Hieromartyr
- Born: Syria Palaestina
- Died: ca. 311 AD Phaeno
- Venerated in: Oriental Orthodox Church Eastern Orthodox Church Roman Catholic Church
- Canonized: Pre-Congregation
- Feast: May 4

= Silvanus of Gaza (hieromartyr) =

Palestinian martyr of the Orthodox and Roman Catholic churches

Silvanus of Gaza, also Hieromartyr Silvanus of Gaza was bishop of Gaza and a martyr during the Great Persecution, together with 39 other Christians. He is venerated as a saint by the Roman Catholic and the Eastern Orthodox Church and his feast day is the 4 May and the 14 October, respectively.

==Biography==
Silvanus was most likely born and raised in Gaza. Little is known of his life, but he seems to have been a soldier during his young manhood before he became a priest. He then became known for his life of exemplary rectitude and piety and was therefore made presbyter of the Gazan church.

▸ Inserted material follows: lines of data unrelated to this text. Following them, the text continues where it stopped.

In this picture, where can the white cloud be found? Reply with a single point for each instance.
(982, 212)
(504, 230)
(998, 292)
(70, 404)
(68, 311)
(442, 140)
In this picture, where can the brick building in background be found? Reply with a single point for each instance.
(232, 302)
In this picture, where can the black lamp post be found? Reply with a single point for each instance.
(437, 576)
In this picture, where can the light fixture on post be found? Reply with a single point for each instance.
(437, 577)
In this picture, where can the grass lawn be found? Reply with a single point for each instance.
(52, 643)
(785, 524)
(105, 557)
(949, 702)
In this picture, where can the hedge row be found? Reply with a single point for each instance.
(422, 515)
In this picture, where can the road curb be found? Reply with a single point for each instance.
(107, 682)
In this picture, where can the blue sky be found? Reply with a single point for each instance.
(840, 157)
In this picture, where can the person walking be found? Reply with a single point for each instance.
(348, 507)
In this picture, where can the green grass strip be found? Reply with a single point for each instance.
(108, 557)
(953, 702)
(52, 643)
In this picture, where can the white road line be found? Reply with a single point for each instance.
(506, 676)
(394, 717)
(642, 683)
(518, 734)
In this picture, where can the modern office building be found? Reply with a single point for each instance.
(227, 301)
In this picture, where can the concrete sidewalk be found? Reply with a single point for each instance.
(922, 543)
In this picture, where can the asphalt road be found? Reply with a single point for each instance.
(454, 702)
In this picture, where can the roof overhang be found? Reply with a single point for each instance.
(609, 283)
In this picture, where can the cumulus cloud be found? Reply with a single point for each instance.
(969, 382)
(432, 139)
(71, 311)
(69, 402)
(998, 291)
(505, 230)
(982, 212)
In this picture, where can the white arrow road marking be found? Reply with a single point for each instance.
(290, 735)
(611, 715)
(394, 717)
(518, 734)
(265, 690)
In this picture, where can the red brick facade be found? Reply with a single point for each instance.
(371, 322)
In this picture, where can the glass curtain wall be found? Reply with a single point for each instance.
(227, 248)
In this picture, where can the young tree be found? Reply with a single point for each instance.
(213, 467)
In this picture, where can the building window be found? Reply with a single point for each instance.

During the Diocletian Persecution he was condemned to work as a slave in the copper mines of Phaeno. By that time he was already old and soon weakened under the atrocious work in the mines, making him incapable of continue to work though he encouraged his fellow Christians to remain strong in their faith. When it was decided that those who were incapable of working in the mines were to be killed, Silvanus and 39 other Christians were martyred. Silvanus was beheaded and was known as hieromartyr as he had become bishop of Gaza.